The congresswoman called for a compromise that would see the additional benefit tied to the actual wages the individual received prior to losing their job or at a flat rate that would gradually fall below the current $600 a week benefit.

Democrats in Congress have pointed to the flat $600 a week benefit as providing the simplest way to implement an additional benefit due to the inability of state unemployment systems to calculate and disburse benefits to each individual equal to the weekly wages they would have earned while employed. The flat $600 rate was selected as it would on average bring unemployed individuals up to the median weekly income level when combined with state benefits.

Stefanik acknowledged the failings of the state unemployment system during the deluge in job losses caused by the coronavirus but did not offer any thoughts on how the system could be addressed if additional unemployment benefits through the federal government were tied to prior wages.

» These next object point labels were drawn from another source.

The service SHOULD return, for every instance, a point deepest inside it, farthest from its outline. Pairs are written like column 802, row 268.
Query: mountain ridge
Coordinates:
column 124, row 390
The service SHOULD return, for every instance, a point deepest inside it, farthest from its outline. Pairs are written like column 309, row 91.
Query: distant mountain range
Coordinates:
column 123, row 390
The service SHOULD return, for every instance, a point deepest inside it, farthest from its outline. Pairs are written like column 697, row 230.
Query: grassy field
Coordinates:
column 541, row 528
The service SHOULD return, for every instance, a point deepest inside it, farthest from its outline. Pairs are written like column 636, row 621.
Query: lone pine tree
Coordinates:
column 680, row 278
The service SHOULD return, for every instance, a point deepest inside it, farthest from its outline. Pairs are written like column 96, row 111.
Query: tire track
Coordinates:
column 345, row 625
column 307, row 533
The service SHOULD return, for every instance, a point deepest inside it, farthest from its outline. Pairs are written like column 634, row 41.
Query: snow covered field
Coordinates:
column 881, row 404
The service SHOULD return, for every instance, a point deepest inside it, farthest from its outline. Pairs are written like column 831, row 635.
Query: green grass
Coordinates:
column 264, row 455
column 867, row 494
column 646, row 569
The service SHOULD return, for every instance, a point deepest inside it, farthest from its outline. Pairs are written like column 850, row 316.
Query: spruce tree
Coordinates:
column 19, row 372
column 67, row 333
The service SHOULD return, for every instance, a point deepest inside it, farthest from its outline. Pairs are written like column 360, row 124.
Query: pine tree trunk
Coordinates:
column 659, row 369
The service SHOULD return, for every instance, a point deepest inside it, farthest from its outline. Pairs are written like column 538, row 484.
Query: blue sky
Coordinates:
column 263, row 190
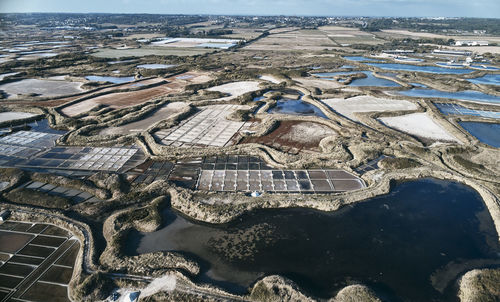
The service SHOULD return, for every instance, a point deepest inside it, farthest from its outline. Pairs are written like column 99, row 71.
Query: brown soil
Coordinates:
column 293, row 136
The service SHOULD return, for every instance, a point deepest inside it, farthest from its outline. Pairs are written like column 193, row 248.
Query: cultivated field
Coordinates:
column 175, row 84
column 419, row 124
column 44, row 88
column 12, row 116
column 149, row 51
column 143, row 124
column 349, row 107
column 235, row 89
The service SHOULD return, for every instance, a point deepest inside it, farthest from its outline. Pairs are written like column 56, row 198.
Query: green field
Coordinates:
column 147, row 51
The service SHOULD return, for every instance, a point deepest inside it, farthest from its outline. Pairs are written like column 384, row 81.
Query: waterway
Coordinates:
column 392, row 243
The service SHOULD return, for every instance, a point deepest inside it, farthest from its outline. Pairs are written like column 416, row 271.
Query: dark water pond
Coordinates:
column 489, row 79
column 114, row 80
column 370, row 79
column 393, row 243
column 423, row 68
column 296, row 107
column 361, row 59
column 487, row 133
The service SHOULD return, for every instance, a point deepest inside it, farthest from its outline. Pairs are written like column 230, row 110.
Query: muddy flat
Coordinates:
column 161, row 114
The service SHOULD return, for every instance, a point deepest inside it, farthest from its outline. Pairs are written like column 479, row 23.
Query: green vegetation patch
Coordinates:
column 36, row 198
column 149, row 51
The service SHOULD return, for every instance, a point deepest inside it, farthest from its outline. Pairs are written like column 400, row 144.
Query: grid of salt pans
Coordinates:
column 208, row 127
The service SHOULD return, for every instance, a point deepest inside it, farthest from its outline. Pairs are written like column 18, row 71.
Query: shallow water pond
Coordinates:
column 370, row 79
column 361, row 59
column 489, row 79
column 423, row 68
column 114, row 80
column 393, row 243
column 296, row 107
column 487, row 133
column 470, row 95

“The New York unemployment system is a disaster and a mess, and we’ve known that, and I’ve personally helped hundreds of constituents, thousands of constituents get access to their unemployment benefits because the system is so broken,” said Stefanik.

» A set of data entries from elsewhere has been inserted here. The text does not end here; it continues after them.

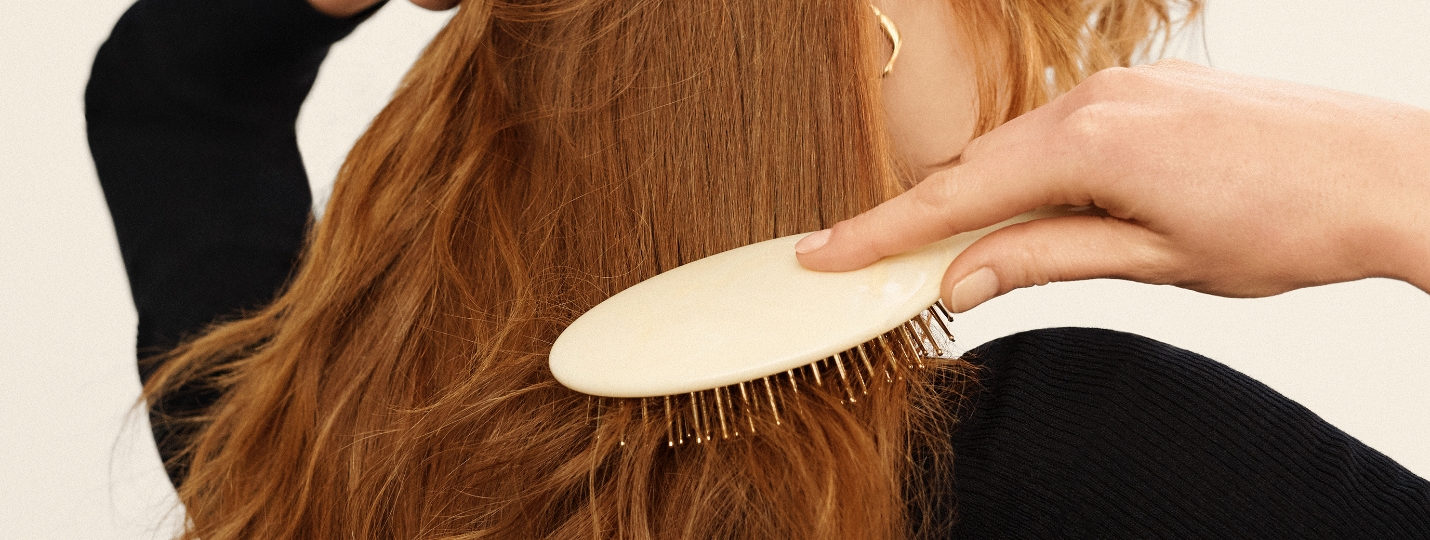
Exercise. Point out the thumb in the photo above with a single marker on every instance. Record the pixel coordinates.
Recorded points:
(1058, 249)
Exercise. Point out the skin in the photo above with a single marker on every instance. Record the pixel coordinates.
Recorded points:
(930, 97)
(1213, 182)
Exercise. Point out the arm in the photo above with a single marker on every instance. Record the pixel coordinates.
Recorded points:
(190, 112)
(1214, 182)
(1108, 435)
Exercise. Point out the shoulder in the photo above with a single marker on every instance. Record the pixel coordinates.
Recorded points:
(1096, 432)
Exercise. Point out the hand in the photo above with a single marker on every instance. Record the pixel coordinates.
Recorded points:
(343, 9)
(1214, 182)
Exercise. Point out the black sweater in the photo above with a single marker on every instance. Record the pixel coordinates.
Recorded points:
(1077, 433)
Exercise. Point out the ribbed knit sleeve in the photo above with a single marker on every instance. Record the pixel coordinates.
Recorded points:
(1104, 435)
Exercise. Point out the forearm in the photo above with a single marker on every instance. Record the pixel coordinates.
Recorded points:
(1406, 247)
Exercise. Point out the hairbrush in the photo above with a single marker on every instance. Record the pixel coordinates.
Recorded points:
(717, 342)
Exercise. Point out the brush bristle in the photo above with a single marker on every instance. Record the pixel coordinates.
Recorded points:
(722, 413)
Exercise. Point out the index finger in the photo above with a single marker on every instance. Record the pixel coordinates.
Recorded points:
(1007, 172)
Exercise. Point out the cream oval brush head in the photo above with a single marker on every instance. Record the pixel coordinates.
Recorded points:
(752, 313)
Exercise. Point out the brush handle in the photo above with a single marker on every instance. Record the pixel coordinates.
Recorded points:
(747, 313)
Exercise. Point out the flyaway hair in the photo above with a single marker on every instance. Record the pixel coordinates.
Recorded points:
(539, 157)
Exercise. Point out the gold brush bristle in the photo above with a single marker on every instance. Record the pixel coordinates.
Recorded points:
(722, 413)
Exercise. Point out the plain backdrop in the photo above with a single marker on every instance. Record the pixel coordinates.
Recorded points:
(75, 463)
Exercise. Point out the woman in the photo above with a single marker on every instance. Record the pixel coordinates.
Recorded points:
(542, 157)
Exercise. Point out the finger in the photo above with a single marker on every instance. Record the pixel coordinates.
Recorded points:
(1007, 172)
(1061, 249)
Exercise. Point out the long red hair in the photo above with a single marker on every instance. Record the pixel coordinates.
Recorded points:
(539, 157)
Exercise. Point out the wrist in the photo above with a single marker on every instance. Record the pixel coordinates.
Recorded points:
(1404, 255)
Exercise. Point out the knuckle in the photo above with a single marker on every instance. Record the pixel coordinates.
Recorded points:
(1094, 136)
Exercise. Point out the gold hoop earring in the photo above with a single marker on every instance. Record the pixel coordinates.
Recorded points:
(891, 32)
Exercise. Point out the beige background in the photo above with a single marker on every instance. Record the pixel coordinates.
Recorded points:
(75, 463)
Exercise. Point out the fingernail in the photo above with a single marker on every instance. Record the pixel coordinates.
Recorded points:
(812, 242)
(974, 289)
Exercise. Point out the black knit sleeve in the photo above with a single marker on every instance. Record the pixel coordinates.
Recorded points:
(1096, 433)
(190, 110)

The congresswoman also acknowledged that unemployment rates in the 21st District remain “too high,” but said the focus needs to be on getting people safely back to work.

“They’re too high and we need to work to lower them as quickly as possible, it’s a challenge because we’re in tourist season as well so our tourist economy has been impacted significantly in terms of people not traveling beyond close to where they live so we need to focus on getting people back to work,” said Stefanik. “I think we need to safely and swiftly reopen the north country economy and I have faith in our county public health officials to continue following the data and ensuring that we’re able to do that.”

To ensure there are jobs for people to return to even in the event of another state stay at home order, Stefanik called for passage of the State Municipal Assistance for Response and Transition Act that would provide $500 billion for a Coronavirus Local Community Stabilization Fund to address the economic effects of the coronavirus pandemic on state, local and tribal budgets or inclusion of such funding in a federal stimulus package.

“I think it’s important particularly for rural counties that we ensure the aid doesn’t have a population cutoff, because in previous rounds it’s been focused primarily on urban centers, urban counties, bigger cities, we need to make sure that rural counties and rural municipalities are included in any direct aid,” said Stefanik.

She is also advocating for another round of the Paycheck Protection Program and for the ability of the hardest hit industries to apply for funding to keep workers on the payroll through the forgivable loan program for a second time.

“We need to make sure that particularly industries that have been significantly impacted like hospitality, retail or tourist based are able to go towards a second round,” said Stefanik.